Making these effects visible is a significant result of criticizing neoliberal dynamics, which rely on flexible and mobile networks of workers, while excluding those who are of no economic value to the system (Castells, 2000). Migratory movements have displaced more than 740 million people within countries, from rural to urban settings (UNDP, 2009), and 244 million migrants internationally (UNDESA, 2016). Understanding that population movements are the effect of a particular economic model that displaces, fractures, invites but also expels, we believe that researchers should identify a collective agenda to confront this phenomenon in its axiological, onto-epistemological, and methodological dimensions. Thus, as an invitation for other researchers, we propose that researchers in migration and health should:

  • Situate the origins of migratory processes taking into account the dominant socio-economic system, describing the social imaginary of our times, and examining, through transnational or multicentric studies in countries of origin and resettlement, the complex consequences of these processes.
  • Apply theoretical frameworks that problematize the notion of a universal science (e. g. postcolonial feminism, decolonization), to question any form of knowledge production that generates otherness, creating a false separation between “us” (the generous West) and “them” (migrants).
  • Avoid theoretical perspectives that render health an individual attribute rather than a collective construction achieved through solidarity.

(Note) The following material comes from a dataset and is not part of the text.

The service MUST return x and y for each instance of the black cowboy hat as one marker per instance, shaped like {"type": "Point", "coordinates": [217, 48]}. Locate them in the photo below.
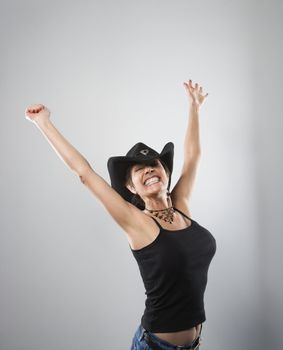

  • Challenge the colonial and patriarchal concept of nuclear family as a desirable model, exploring several models –as among others, single parent families, extended families, family of choice– who share a history situated in a particular place and time, frequently with shared values, like caregiving for its members, but who may have distinct perceptions regarding child and parent obligations.
  • Explore the cultural costs (e. g. loss in family memory) emotional (e. g. intergenerational trauma), moral distress, and other forms of suffering to understand in a comprehensive manner the impact migration has on people’s health.
  • Study networks of solidarity, social integration and other health promotion strategies that may inspire programs and social and health services, communities and fractured families, without romanticizing family reunification as a solution, given that some fractures cannot and should not be fixed (e. g. some victims of domestic violence).